Como Eric cortou o cordão umbilical, ele olhou mais de perto para o seu recém-nascido. Rosie não se parecia com o filho deles, Silas, ao nascer. E assim que o cordão foi cortado, a enfermeira não colocou a Rosie no peito da Stephani, mas levou o bebé para a área de exame do outro lado da sala. O ambiente rapidamente passou de celebratório a subjugado. Stephani sentiu que algo estava errado, mas, adormecida pela epidural, não conseguia sentar-se para ver o que se passava. “Porque não me trazem o meu bebé?” perguntou ela.

Uma enfermeira disse que estavam à espera do pediatra de plantão, pois pode haver uma irregularidade. Depois do que parecia ser uma eternidade, mas na realidade eram apenas 10 minutos, o pediatra aproximou-se da cabeceira da Stephani e explicou-lhe e ao Eric que às vezes, quando um bebé nasce, é difícil dizer se é um menino ou uma menina.

Rosie era intersexo.

O que significa ser intersexo?

Intersexo, ou diferenças de desenvolvimento sexual (DSD), é um termo guarda-chuva que se refere a pessoas nascidas com variações nas características sexuais que não se encaixam na definição binária típica de menino ou menina. Stephani, que estava estudando enfermagem, e Eric, que estava trabalhando em seu doutorado em estudos de mídia, tinham ouvido falar de condições intersexuais, mas muitos pais que se encontram em uma situação semelhante ficam chocados ao perceber que os bebês podem nascer com qualquer coisa que não seja um pênis ou uma vagina. No entanto, ser intersexo é quase tão comum como ter cabelo ruivo, afetando quase 2% da população.

Estas diferenças no desenvolvimento sexual podem estar em cromossomos, órgãos internos ou genitais. Algumas características intersexuais não são descobertas até que uma pessoa atinja a puberdade ou tenha dificuldade em conceber, enquanto outras são óbvias ao nascer. s vezes as diferenças são relativamente sutis – uma menina pode ter um clitóris aumentado ou a abertura da uretra de um menino pode estar na parte inferior do pênis, em vez da ponta. Em outros casos, as crianças podem ter uma mistura de órgãos genitais masculinos e femininos ou ter órgãos genitais que se encontram entre masculino e feminino.
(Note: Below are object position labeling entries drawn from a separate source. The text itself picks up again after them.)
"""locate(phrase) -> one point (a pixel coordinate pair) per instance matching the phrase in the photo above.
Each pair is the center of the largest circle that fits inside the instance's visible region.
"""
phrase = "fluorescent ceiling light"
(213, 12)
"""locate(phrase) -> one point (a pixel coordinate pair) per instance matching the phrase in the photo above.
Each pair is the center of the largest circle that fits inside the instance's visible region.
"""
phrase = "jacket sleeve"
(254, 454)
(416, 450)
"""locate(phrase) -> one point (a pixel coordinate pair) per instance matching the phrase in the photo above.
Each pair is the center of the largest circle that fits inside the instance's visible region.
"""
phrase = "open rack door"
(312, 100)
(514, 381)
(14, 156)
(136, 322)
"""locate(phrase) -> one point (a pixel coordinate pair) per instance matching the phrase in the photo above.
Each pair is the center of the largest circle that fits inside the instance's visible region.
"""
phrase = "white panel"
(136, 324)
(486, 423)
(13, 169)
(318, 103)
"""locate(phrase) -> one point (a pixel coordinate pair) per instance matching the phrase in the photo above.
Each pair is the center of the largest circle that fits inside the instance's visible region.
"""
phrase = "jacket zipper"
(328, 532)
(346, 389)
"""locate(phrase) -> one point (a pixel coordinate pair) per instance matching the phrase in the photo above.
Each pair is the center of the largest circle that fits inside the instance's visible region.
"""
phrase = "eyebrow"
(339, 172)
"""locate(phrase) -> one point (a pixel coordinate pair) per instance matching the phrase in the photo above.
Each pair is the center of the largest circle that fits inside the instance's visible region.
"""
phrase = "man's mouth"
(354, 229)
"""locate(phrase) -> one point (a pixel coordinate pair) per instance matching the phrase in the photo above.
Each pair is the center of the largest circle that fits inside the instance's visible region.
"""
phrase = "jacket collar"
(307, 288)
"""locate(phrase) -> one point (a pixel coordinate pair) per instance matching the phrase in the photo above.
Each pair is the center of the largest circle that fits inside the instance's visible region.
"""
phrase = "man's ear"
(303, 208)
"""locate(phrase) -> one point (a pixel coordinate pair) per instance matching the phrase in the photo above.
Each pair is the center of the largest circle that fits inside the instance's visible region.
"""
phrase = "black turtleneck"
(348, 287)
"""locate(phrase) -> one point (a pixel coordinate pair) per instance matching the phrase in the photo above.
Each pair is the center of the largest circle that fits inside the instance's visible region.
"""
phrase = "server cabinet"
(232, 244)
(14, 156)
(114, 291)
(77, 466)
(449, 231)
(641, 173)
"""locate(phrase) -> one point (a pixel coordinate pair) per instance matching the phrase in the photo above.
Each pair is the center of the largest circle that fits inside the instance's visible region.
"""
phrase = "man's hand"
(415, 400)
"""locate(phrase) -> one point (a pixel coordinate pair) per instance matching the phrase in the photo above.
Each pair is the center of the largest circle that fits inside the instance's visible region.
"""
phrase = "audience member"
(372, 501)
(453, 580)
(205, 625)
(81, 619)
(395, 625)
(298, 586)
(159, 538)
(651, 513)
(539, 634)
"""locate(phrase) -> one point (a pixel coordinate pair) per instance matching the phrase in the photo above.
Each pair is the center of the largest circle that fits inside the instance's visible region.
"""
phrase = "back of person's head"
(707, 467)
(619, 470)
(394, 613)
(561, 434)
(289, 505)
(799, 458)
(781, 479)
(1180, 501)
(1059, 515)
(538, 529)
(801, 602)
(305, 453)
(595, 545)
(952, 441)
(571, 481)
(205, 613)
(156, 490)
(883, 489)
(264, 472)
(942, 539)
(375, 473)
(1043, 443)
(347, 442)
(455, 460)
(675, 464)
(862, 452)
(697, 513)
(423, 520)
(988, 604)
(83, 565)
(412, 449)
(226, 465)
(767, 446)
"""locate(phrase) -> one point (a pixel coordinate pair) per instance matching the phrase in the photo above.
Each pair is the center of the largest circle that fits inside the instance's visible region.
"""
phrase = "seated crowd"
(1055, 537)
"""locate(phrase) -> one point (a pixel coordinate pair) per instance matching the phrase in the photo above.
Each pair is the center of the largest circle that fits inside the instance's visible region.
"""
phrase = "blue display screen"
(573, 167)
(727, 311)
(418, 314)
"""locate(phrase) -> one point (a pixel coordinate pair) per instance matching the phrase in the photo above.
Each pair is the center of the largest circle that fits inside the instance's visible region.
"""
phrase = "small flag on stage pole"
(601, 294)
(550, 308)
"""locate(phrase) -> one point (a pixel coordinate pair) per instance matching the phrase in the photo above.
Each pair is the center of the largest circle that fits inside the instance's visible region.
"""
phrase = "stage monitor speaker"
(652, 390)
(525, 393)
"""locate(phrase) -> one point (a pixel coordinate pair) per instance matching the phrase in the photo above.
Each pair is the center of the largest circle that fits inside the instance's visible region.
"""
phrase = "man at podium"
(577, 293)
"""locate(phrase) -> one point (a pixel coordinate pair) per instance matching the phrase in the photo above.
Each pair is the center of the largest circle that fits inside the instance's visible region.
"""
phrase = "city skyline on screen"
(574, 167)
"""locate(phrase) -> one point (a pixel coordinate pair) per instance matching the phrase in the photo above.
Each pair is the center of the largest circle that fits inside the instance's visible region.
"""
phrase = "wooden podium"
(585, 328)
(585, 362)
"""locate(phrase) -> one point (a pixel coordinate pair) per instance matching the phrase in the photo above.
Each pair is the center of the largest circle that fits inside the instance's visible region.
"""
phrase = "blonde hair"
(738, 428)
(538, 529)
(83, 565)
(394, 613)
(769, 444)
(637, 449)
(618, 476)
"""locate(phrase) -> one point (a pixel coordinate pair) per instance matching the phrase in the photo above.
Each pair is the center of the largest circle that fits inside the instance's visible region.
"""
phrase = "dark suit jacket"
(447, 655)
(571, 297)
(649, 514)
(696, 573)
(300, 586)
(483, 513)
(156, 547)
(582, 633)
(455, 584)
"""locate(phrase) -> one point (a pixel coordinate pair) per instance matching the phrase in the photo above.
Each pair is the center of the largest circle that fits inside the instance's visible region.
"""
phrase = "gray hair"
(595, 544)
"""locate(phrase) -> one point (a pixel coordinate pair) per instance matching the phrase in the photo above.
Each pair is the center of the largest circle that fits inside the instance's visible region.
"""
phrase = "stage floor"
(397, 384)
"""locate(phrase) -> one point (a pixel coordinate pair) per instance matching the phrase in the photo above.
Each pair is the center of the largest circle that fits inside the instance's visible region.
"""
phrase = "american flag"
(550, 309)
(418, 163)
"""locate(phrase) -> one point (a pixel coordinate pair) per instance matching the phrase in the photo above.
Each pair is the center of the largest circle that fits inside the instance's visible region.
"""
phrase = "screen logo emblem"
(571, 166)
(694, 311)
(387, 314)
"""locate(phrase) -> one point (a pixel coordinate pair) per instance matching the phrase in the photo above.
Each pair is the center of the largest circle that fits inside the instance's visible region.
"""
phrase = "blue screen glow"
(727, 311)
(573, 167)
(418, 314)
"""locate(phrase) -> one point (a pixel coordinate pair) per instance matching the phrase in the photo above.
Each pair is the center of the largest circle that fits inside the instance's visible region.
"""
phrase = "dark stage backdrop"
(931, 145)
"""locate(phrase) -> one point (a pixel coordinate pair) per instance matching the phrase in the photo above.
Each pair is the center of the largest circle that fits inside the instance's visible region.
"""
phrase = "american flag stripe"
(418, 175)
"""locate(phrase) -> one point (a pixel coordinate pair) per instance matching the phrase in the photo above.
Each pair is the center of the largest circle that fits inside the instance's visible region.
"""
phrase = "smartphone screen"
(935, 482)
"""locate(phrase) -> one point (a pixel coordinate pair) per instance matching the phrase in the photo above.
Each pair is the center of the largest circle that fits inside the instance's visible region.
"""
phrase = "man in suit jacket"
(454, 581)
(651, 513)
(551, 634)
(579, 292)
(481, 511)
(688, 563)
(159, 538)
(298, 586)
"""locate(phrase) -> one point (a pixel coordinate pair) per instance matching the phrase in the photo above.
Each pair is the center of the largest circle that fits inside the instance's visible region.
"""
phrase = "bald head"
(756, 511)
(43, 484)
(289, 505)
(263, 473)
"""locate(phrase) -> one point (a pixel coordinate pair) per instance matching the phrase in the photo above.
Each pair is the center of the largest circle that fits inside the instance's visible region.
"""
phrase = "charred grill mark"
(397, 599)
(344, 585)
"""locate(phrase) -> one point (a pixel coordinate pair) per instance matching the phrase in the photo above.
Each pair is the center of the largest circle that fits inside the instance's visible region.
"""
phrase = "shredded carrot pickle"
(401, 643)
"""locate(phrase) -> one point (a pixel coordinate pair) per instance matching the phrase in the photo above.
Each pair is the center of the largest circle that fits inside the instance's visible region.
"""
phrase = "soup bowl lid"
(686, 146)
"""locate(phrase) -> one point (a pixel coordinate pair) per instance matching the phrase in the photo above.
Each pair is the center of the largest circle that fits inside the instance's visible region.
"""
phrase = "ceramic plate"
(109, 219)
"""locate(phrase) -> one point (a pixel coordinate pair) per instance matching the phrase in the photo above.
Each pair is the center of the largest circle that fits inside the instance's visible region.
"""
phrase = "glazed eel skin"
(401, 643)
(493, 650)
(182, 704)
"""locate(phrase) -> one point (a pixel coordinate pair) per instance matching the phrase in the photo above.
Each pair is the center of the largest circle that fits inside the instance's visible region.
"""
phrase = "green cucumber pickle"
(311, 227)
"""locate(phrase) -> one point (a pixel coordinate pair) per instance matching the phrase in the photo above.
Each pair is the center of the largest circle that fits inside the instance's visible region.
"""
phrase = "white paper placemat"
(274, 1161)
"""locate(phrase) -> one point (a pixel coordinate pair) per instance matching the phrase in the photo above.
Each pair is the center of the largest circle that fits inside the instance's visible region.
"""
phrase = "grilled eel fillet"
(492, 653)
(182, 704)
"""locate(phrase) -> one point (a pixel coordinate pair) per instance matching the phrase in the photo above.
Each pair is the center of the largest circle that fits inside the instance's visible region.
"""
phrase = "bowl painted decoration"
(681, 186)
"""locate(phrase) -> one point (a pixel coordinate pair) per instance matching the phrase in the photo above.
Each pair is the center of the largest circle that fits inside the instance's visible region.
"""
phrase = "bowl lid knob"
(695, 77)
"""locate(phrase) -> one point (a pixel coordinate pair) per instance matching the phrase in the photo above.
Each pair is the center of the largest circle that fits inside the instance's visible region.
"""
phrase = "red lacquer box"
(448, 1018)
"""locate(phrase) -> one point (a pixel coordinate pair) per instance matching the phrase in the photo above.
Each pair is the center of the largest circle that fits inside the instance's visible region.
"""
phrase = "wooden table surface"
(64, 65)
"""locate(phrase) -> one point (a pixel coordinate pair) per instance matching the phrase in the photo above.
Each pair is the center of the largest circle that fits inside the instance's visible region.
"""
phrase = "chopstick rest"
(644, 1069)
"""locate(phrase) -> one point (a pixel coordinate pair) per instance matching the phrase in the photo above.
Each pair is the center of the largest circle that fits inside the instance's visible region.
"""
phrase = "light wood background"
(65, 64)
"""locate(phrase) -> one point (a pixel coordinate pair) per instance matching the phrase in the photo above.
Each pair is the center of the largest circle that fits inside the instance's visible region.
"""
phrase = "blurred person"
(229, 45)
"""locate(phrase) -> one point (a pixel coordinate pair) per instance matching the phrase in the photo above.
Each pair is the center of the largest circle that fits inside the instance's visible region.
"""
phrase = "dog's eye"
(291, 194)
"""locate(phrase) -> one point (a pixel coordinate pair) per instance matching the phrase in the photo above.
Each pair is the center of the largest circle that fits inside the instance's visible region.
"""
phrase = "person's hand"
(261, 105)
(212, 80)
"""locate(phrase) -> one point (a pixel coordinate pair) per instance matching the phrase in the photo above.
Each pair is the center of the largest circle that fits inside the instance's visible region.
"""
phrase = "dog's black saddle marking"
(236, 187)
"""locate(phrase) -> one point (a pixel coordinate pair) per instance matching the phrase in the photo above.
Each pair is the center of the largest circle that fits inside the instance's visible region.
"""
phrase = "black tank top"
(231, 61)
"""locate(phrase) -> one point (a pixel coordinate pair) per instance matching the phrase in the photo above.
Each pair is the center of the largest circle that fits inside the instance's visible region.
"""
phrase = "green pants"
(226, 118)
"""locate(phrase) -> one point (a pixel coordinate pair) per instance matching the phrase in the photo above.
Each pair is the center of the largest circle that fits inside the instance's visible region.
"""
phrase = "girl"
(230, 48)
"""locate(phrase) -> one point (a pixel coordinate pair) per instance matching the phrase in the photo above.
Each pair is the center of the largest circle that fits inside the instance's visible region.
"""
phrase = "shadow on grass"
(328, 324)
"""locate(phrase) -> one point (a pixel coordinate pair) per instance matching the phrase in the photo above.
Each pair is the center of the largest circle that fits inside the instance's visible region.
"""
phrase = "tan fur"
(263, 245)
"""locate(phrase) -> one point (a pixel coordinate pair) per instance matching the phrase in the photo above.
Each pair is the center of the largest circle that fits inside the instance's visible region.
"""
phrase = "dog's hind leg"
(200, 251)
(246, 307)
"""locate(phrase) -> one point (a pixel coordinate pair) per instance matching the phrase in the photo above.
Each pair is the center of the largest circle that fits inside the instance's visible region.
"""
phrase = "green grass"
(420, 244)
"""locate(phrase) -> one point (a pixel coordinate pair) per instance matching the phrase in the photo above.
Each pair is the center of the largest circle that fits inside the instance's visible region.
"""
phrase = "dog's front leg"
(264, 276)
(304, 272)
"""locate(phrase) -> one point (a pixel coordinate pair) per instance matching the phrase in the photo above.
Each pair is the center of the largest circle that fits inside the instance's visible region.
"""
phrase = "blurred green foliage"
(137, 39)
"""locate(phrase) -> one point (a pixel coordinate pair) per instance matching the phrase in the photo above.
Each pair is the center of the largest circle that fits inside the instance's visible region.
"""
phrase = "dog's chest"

Cerca de um em cada 2.000 bebês nasce com genitais visivelmente atípicos.

“Quando os bebês estão se formando, há uma série muito complexa de coisas que têm que acontecer para que eles nasçam com genitais absolutamente típicos”, diz Daniel Metzger, um endocrinologista pediátrico do BC Children’s Hospital em Vancouver. “É como uma grande reação em cadeia e em qualquer lugar onde ela se rompe pode perturbar as coisas a jusante”

Existem mais de uma dúzia de condições intersex – a maioria é genética, enquanto algumas são causadas pela divisão celular atípica. Em muitos casos, os hormônios afetam o desenvolvimento de uma criança no útero. Por exemplo, uma mulher pode tomar hormônios masculinos para tratar endometriose grave antes de saber que está grávida, ou produzi-los através de um tumor ovariano. Condições intersexuais também ocorrem quando os bebês produzem altos níveis de hormônios masculinos ou são incapazes de responder a eles.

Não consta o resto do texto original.